SYDNEY - Asylum-seekers held on an Australian customs vessel at sea for weeks were given lifeboats and told to make their own way back to India, a lawyer for the group said Monday.
The boatload of 157, who lawyer Hugh de Kretser said were mostly Christian Tamils fleeing persecution in Sri Lanka, set sail from India hoping to get to Australia.
"The clients we spoke to were absolutely terrified at what lay ahead for them," said de Kretser, who is executive director of the Human Rights Law Centre.
"They were terrified of the prospect of being dumped in the ocean on lifeboats, without experience in navigating or operating a boat and having to take responsibility for the families that were on the boat." The group, which includes 50 children, were picked up by Australian authorities towards the end of June.
They spent weeks on a customs boat, mostly locked in windowless rooms, before they were taken to Australia around July 25, their lawyers say.
Immigration Minister Scott Morrison, who claims they are mostly economic migrants, said they could be returned to India - even if not citizens of that country - under an agreement with New Delhi.
But all refused interviews with Indian consular officials on Australian soil and were instead transferred to a detention camp on the Pacific island of Nauru.
Morrison has previously refused to detail "on water" operations of Operation Sovereign Borders, the government's policy designed to break people-smuggling and stop asylum boats.
Asked specifically last week whether the group were offered orange lifeboats, he told the Australian Broadcasting Corporation: "I don't discuss those sorts of operational matters."
'Told they had to obey'
De Kretser said that after interviews with 15 of the 107 adults onboard, it appeared nine of them were separated from the others while they were still on the customs vessel and told how to use the lifeboats.

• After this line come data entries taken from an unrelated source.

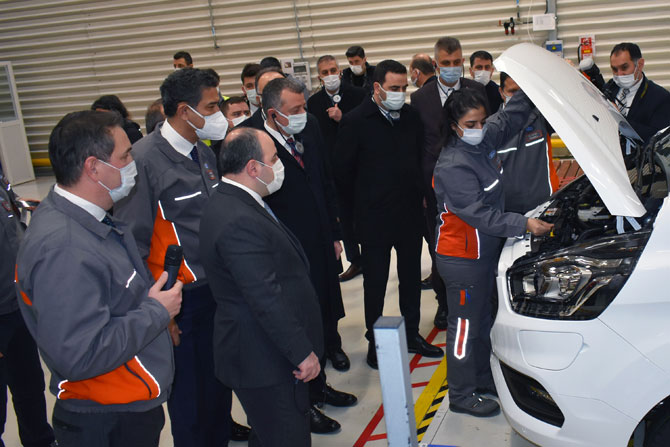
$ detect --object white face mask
[186,106,228,140]
[349,64,363,76]
[614,64,637,88]
[245,88,259,107]
[456,124,486,146]
[380,87,405,110]
[98,159,137,203]
[475,70,491,85]
[230,115,249,127]
[321,74,341,92]
[439,66,463,84]
[256,160,284,195]
[275,110,307,135]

They were instructed in English that there would be 50 to 60 people on each boat and they would have to navigate them back to India.
"When they refused, saying they had no experience in operating or navigating a boat, and couldn't take responsibility for ensuring the safety of those onboard, the officers told them that it was an Australian government decision and they had to obey," he said.
De Kretser claimed access to the group had been extremely limited, but said some told him they had been living in India for less than six months when they made the voyage.
He said they had spoken of a precarious existence in India, where they were unable to work and their children could not attend school, while some had fears about their safety.
"These 157 men, women and children have been subjected to a level of cruelty that has no place in modern Australia," he said.
Under Australia's hardline policy for asylum-seekers, designed to prevent deaths at sea, those arriving by boat are sent to Papua New Guinea and Nauru and denied resettlement in Australia even if found to be genuine refugees.
Canberra also has a policy of turning boats back when it is safe to do so, while asylum-seekers coming ashore in Indonesia have claimed Australian authorities put them on lifeboats and turned them back.
De Kretser said it was not known why the lifeboat plan was not put into effect.